# [SOLVED] netcfg.hlp (moved from hardware)



## mohtt (Jul 8, 2007)

Dear Sir.
First of all I'd like to thank you for your help.
My problem is when I try to connect to the net Through ADSL Modem, I get this message netcfg.hlp not found.Though it all was normal before.Pls. help.

thanks.


----------



## Terrister (Apr 18, 2005)

*Re: netcfg.hlp*

I am going to move you to the networking group.


----------



## johnwill (Sep 26, 2002)

*Re: netcfg.hlp (moved from hardware)*

Please supply the following info.

The name of your ISP and country of residence.
Make/model of the broadband modem.
Make/model of the router (if any).
Connection type, wired, wireless.
Make/model of network card or wireless adapter.
Make/model of your computer (motherboard if home-built).
Version and patch level of Windows, i.e.
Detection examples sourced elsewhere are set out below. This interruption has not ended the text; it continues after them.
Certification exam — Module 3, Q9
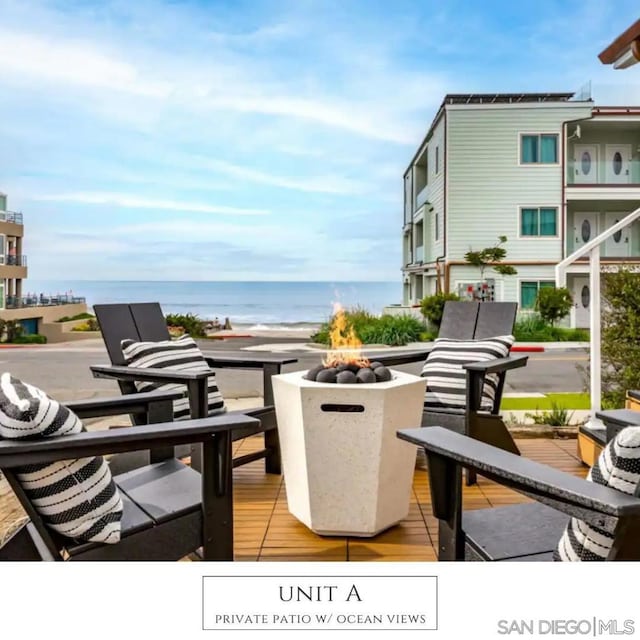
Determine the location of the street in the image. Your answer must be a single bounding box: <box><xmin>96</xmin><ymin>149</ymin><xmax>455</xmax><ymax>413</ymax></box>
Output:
<box><xmin>0</xmin><ymin>338</ymin><xmax>589</xmax><ymax>400</ymax></box>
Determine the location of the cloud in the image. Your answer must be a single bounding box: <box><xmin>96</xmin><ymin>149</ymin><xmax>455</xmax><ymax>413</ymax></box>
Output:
<box><xmin>33</xmin><ymin>192</ymin><xmax>269</xmax><ymax>216</ymax></box>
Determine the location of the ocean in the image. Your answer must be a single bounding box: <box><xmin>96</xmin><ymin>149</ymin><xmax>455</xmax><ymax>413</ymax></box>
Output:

XP-Home SP2.


----------



## mohtt (Jul 8, 2007)

*Re: netcfg.hlp (moved from hardware)*

Thank you so much.I found the answer in one of the threads,tried it worked fine.


----------



## robnlarie (Jul 30, 2007)

I just got this exact same problem. I've searched the threads and found no solution, and mohtt's solution isn't listed here. Can anyone help?


----------